The political economy of this moment is distinct. Republicans control the White House and the Senate. Though they are ideologically and temperamentally opposed to the kinds of economic support Democrats are seeking, President Trump’s reelection, and McConnell’s Senate majority, depend upon its passage.

That means Democrats have leverage. But if they win in November, that leverage evaporates. Even if Democrats exceed expectations in the polls, they’ll still only control a narrow majority in the Senate — well short of the 60 votes they’d need to get anything big done.

“If we don’t get these triggers now, Republicans will fight us every single day when we try to get a fair shake for workers when we win in November,” says Wyden. “And then they will say it’s the Democrats’ fault.”

This is, as Wyden says, a movie we have seen before. In 2009, facing the Great Recession, Democrats passed a too-small stimulus, believing they could come back for more if they needed it. They were wrong. The recession was longer and nastier than necessary because Republicans, freed from the responsibilities of governance, fought tooth and nail against further stimulus. The result was economic pain that Republicans weaponized into midterm gains in 2010.

“A lot of newer members aren’t really familiar with a lot of the Republican economic sabotage we’ve seen,” Wyden says with a sigh.

If Democrats win the White House and the Senate in November, but they don’t lock in automatic stabilizers now, this will be the reality of Joe Biden’s presidency: endless, brutal fights to reauthorize support the economy badly needs, against a Republican Party ideologically and strategically opposed to further stimulus. Biden’s agenda will be a dead letter, overwhelmed by the same dynamics that undermined Obama.

House Democratic leaders dismiss this as tomorrow’s problem.

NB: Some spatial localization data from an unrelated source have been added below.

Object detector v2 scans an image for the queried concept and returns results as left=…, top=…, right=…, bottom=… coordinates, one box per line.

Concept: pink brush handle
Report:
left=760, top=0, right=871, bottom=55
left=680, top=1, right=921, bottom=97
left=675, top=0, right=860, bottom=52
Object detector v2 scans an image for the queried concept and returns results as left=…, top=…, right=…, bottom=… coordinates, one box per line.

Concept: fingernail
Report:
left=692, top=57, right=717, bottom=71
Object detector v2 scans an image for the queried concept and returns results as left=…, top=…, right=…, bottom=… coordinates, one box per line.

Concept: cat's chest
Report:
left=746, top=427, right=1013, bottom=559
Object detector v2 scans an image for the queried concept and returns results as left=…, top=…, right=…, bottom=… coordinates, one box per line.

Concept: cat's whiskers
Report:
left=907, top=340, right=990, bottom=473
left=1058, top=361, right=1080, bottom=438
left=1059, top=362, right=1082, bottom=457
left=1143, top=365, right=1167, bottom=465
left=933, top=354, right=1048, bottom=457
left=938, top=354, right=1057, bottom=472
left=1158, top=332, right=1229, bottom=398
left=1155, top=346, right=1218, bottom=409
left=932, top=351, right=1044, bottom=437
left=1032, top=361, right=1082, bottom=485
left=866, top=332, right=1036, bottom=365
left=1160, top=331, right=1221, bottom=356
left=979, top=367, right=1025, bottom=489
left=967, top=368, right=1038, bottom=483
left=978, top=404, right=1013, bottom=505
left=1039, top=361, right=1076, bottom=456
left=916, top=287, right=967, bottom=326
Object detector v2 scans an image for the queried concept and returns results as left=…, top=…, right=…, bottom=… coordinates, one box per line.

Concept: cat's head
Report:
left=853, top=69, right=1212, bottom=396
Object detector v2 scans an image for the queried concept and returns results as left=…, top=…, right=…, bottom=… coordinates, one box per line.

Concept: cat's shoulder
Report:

McConnell is Senate majority leader now, and he’s not going to accept a $5 trillion bill. He’s refusing to even take up House Democrats’ $3 trillion bill. “What we were trying to do was put a reasonable first step out there,” says the Democratic staffer.

And Democrats do have their demands. In a call with reporters, House Majority Leader Steny Hoyer (D-MA) said the state and local aid and a new round of stimulus checks were the House Democrats’ “red lines.” They will refuse to pass any bill without those policies.

But those are policies that Republicans need as much or more than Democrats do. For Republicans to oppose state and local aid and further stimulus checks is for them to hold a gun to their own heads and threaten to shoot. Those are the programs that pump blood through the economy between now and November, the only programs that give Republicans a bare shot at retaining power.

By contrast, Republicans actually don’t want automatic stabilizers: Many of them believe Trump will lose in November, and the absence of automatic stabilizers will let them mire Biden’s presidency in economic misery. You can’t pass a Green New Deal if you have to spend all your time fighting over unemployment insurance.

What the country needs is stimulus that sustains no matter what happens in November. It would be nice if that wasn’t just the Democrats’ job, but it is. And right now, they’re failing at it.

“We’re all hoping we Democrats take back the Senate and have Joe Biden as president,” says Rep. Beyer. “But what if we don’t? Or what if Biden wins and we don’t take back the Senate? We’re trying to thread a fairly narrow passage.”

Democrats see themselves as the responsible governing party, even though they’re in the minority. But the responsible thing to do, in this case, is insist on the right policy, the popular policy. The right thing to do is refuse to pass a bill without automatic stabilizers, and let Republicans try to explain why unemployment insurance should be untethered from the unemployment rate amid a generational economic crisis.

The CBO has no say here. The House Democrats do.